Hashmap

  • Array init size defaults to 16. Double the size when it is 75% full
  • Length is always a power of two, because hash%length==hash&(length-1)
    • How to avoid/optimize rehash when resizing
  • When array length > 64 and some link list(LL) length > 8, this LL will be changed to red-black tree(RBT)
  • When iterating entrys, prefer EntrySet to retrive k & v at the same time.

Hashmap’s concurrency problem

  • When insert two elements with the same hash, while there is no existing node at the entry, in putVal()
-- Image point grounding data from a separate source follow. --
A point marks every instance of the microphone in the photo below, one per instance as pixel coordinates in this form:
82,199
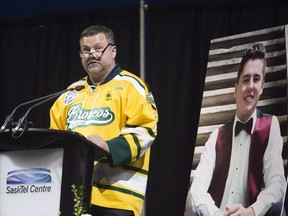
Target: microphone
8,123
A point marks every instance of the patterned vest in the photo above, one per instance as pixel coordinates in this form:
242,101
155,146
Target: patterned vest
259,141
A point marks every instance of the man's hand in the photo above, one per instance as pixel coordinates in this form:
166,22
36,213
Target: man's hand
97,140
239,210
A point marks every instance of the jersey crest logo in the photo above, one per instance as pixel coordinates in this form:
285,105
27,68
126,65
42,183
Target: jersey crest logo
78,117
70,97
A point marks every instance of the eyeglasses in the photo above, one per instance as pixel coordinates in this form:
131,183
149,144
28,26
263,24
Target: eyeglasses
98,53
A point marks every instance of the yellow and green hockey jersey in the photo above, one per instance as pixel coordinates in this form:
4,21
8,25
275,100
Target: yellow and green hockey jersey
122,111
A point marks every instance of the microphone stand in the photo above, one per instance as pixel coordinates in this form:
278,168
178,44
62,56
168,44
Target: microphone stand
22,122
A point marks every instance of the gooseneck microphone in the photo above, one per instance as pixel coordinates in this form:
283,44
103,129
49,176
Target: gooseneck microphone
22,122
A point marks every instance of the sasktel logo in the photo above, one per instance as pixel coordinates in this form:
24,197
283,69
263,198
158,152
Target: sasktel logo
32,180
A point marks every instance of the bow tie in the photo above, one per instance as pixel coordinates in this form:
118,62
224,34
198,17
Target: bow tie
240,126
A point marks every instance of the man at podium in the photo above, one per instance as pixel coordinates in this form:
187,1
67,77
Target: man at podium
116,111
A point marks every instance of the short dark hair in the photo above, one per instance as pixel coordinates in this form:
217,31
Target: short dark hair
96,29
257,51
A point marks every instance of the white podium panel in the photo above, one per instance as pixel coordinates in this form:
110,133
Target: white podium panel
30,182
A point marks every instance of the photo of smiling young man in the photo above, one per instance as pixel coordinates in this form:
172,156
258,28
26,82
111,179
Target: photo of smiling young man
241,169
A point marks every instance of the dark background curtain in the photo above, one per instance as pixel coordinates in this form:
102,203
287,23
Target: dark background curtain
39,56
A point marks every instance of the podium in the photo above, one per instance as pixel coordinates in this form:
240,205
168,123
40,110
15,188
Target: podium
38,169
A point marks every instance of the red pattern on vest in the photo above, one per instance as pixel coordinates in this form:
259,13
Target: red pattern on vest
259,141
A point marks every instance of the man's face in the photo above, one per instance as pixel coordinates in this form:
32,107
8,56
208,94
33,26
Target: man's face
97,64
249,88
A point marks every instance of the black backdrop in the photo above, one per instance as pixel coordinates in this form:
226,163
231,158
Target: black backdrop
39,55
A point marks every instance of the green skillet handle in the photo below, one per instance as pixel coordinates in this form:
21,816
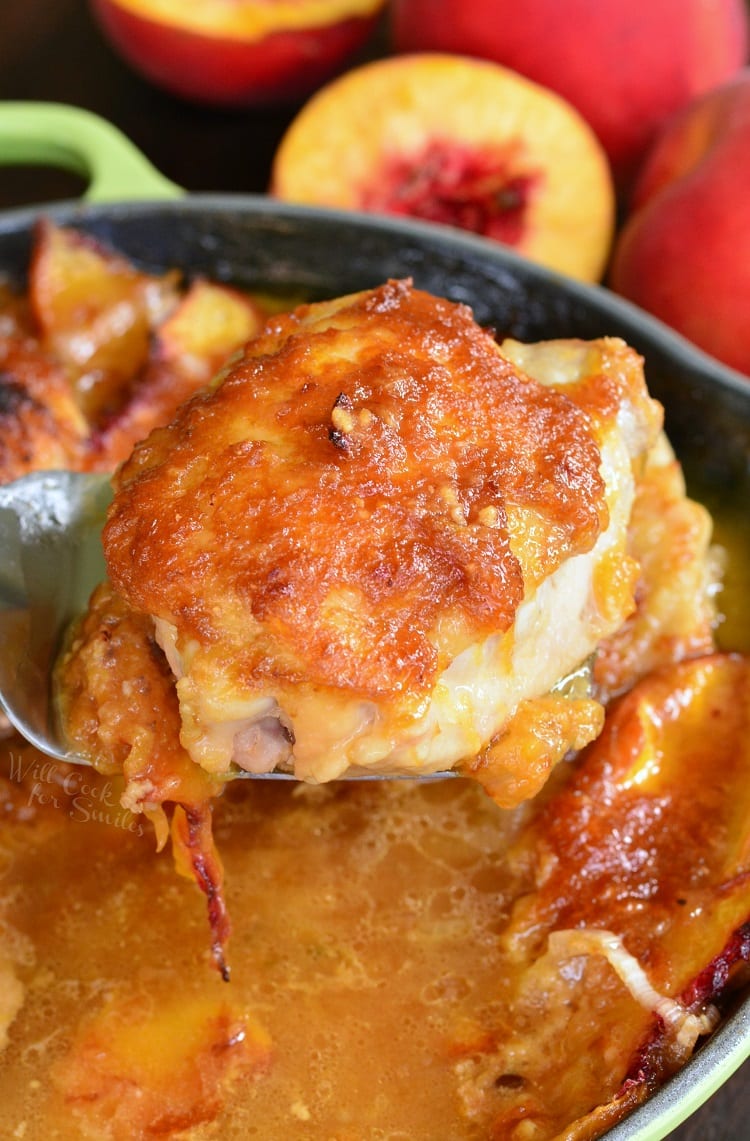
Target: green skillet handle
57,135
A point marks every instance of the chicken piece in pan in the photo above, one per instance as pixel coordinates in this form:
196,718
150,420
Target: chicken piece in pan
377,544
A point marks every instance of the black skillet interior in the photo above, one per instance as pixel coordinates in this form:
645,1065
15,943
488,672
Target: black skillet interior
257,243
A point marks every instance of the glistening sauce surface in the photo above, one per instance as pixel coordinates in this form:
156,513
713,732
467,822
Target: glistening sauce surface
390,973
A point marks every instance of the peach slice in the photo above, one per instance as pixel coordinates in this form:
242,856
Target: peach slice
626,66
95,312
458,142
236,51
684,251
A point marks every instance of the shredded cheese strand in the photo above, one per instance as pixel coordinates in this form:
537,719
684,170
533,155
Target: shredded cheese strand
678,1020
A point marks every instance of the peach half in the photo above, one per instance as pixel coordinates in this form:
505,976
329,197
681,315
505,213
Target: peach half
458,142
236,53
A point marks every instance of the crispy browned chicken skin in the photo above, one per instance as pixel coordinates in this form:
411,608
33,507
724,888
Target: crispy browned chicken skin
375,540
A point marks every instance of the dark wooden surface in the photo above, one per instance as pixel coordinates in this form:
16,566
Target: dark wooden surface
51,49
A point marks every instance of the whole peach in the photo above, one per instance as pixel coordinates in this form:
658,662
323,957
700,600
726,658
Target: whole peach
684,253
239,53
625,64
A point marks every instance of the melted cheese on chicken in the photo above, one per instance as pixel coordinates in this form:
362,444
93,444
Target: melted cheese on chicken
376,539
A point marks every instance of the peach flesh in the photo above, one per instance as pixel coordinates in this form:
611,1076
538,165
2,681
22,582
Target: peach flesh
281,67
459,186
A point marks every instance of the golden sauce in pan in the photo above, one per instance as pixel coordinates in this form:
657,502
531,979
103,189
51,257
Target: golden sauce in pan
389,974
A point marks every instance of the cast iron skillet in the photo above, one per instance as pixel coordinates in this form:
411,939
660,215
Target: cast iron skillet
258,243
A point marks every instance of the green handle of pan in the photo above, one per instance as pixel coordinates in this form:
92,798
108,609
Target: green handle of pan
71,138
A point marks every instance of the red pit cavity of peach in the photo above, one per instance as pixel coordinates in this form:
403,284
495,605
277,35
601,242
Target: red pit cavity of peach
474,189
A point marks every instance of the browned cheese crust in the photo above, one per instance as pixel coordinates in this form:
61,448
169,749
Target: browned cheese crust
361,455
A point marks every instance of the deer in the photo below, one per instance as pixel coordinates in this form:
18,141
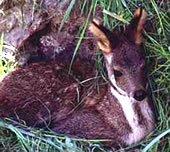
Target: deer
122,113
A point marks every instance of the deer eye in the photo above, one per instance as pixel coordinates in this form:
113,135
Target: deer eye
117,73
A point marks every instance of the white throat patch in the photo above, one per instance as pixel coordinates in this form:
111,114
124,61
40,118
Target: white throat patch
126,103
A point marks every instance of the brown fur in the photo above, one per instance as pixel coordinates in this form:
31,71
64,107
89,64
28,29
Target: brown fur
43,92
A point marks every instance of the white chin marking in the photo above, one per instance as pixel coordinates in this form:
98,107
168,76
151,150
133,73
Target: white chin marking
126,102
    if ((p = tab[i = (n - 1) & hash]) == null) 
            tab[i] = newNode(hash, key, value, null);

and one node will be overwritten

  • When resize(), this may introduce a cycle in the link

ConcurrentHashMap

Node type


static class Node<K,V> implements Map.Entry<K,V> {
        final int hash;
        final K key;
        volatile V val;
        volatile Node<K,V> next;

//Note that Node.setValue gives UnsupportedOperationException(),i.e., Node itself is immutable
//....

Members

    /**
     * The array of bins. Lazily initialized upon first insertion.
     * Size is always a power of two. Accessed directly by iterators.
     */
    transient volatile Node<K,V>[] table;

    /**
     * The next table to use; non-null only while resizing.
     */
    private transient volatile Node<K,V>[] nextTable;

Put

  • Assuming the normal case, I deleted/commented/erased out some lines for the ease of reading
  • CHM does not allow key or value to be null
    final V putVal(K key, V value, boolean onlyIfAbsent) {
        int hash = spread(key.hashCode());
        int binCount = 0;//size in the list to decide if need to convert to RBT
        for (Node<K,V>[] tab = table;;) {
	Node<K,V> f;//current node at tbl 
	int n; //size of array, always a power of two 
	int i; //index at the tbl array
	int fh; //mod hash value
            if (tab == null || (n = tab.length) == 0)
                tab = initTable();
            else if ((f = tabAt(tab, i = (n - 1) & hash)) == null) {
	    // (n-1) & hash, fast mod with 2^n, i,e. first time ever at this slot
                if (casTabAt(tab, i, null,
                             new Node<K,V>(hash, key, value, null)))
                    break;                   // no lock when adding to empty bin
//can't CAS, spin again
            }
            else if ((fh = f.hash) == MOVED)
	    //resizing is underway, let it finish first, may create a thread to speed up resizing
                tab = helpTransfer(tab, f);
            else {
                V oldVal = null;
                synchronized (f) {
		if (tabAt(tab, i) == f) { 
		//now that we are in mutex, first check if the node value remains valid
                        if (fh >= 0) {
                            binCount = 1;
			    //linked list upsert
                        }
                        else if (f instanceof TreeBin) {
                            binCount = 2;
			    //RBT upsert
                        }
                    }
                }
                if (binCount != 0) {
                    if (binCount >= TREEIFY_THRESHOLD)
                        treeifyBin(tab, i);
		    if (oldVal != null)
			//update case. no need to resize
                        return oldVal; 
                    break; //conclude spinning 
                }
            }
        }
	//attempt to help resize in case of insert
        addCount(1L, binCount); 
        return null;
    }
  • get() does not use any mutex or CAS, why does it work?
    • Every time we update the table, we acquire the mutex first, i.e., in effect only 1 thread updating volatiles. Therefore, reading volatiles becomes thread safe

Concurrent resizing

Inside transfer()

  • Mark copied node and empty node as ForwardingNode. When iterating, when we see such nodes, move to the next
  • Uses MIN_TRANSFER_STRIDE to lower bound the range
  • No new thread is spawned. It reuses threads in put().